With construction on Boulder Dam now virtually complete, Grand Coulee Dam on the Columbia River is stepping into the engineering forefront.

Bids have just been opened by the U.S. Bureau of Reclamation for 4,220,000 barrels of cement for the Grand Coulee Dam. This mammoth order is said to be more cement than was used in the whole Boulder Dam, exclusive of the power plants. Yet it is less than half of what will be needed at Grand Coulee.

Already plans are under way for the utilization of the arid but fertile Columbia River basin after irrigation, made possible by Grand Coulee Dam, becomes a reality. Work- relief funds amounting to $250,000 have been authorized for soil-classification studies, preparation of better topographic maps, and the preparation of a land-ownership map.

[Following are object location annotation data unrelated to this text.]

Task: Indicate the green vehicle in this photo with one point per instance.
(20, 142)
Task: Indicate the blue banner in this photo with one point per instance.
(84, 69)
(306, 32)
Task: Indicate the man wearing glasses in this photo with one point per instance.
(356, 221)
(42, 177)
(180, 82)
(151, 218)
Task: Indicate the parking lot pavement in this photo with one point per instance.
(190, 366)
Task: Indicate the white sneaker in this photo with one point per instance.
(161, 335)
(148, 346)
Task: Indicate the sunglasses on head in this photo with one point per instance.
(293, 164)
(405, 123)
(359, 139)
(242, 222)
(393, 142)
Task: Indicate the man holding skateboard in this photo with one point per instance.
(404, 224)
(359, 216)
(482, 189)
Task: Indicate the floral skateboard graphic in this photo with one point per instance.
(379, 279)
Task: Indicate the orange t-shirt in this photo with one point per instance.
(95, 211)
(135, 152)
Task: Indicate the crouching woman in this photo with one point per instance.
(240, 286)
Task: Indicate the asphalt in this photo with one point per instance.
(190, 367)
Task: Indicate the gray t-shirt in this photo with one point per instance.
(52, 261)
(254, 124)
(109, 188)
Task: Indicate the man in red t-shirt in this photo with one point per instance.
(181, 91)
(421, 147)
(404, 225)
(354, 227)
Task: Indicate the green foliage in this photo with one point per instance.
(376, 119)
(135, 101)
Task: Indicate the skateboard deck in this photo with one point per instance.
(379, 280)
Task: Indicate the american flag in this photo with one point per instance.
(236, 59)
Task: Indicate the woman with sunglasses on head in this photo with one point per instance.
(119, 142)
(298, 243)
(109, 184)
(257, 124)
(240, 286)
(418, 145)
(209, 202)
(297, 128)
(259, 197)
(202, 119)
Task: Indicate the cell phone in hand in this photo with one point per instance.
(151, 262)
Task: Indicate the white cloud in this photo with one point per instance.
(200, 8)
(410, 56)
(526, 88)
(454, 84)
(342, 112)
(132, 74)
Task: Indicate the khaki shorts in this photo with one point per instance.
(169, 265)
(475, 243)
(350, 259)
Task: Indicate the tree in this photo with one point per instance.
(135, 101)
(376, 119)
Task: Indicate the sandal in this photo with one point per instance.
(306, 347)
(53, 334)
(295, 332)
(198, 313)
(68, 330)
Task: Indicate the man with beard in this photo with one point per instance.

Our cover photograph shows the government bridge under construction at the dam site. It is an official photograph of the U.S. Bureau of Reclamation.


Modern alchemy, the transmutation of one chemical element into another by bombardment with high-speed subatomic “bullets,” is made possible by an electrical sorting arrangement inside each atom.

How the subatomic sorter helps weed out parts of the incoming atom bullets and allows others to enter the nucleus and create a different, heavier atom, is explained by a new theory just announced at the University of California.

Drs. J.R. Oppenheimer and M. Phillips disclose how their explanation of the sorter’s operation clears up a mystery of certain elements performed by their colleagues Prof. E.O. Lawrence, Dr. Edwin McMillan, and Dr. R.L. Thornton. (Physical Review, Sept. 15).

Prof. Lawrence’s research had found many cases where an element, bombarded with deuterons from his giant slingshot accelerator, was increased in mass by a unit of one. Thus, aluminum of mass 27, when struck by a deuteron of mass 2, turned into aluminum of mass 28 and released a hydrogen particle of mass 1, a proton.

Similarly, sodium whose chemical symbol is Na, entered into bombardment reactions of the type: Na23 plus H2 produces Na24 plus H1. In each case, part of the deuteron (H2) was captured and went to form a heavier atom, while the rest of the deuteron turned into a proton (H1).


Newfound solar signposts that point out the location of sunspot activity were described before the American Astronomical Society by Dr. Philip C. Keenan of the University of Chicago’s Yerkes Observatory.

The solar signposts are streamers coming out from the sides of the gigantic flames of glowing hot gas known as solar prominences. In some cases, the prominences have been known to shoot out from the surface of the sun for distances up to 500,000 miles—more than the radius of the sun.

A study of over 10,000 sun photographs taken at Yerkes Observatory in the last 28 years led to the discovery of the sunspot signposts. Certain types of prominences seen near the sun’s east and west edges show streamers moving toward or away from definitely located points on the sun’s surface. When these points were checked against sunspot records, Dr. Keenan stated, they proved to be the centers of sunspot activity on the same date that the prominence was observed.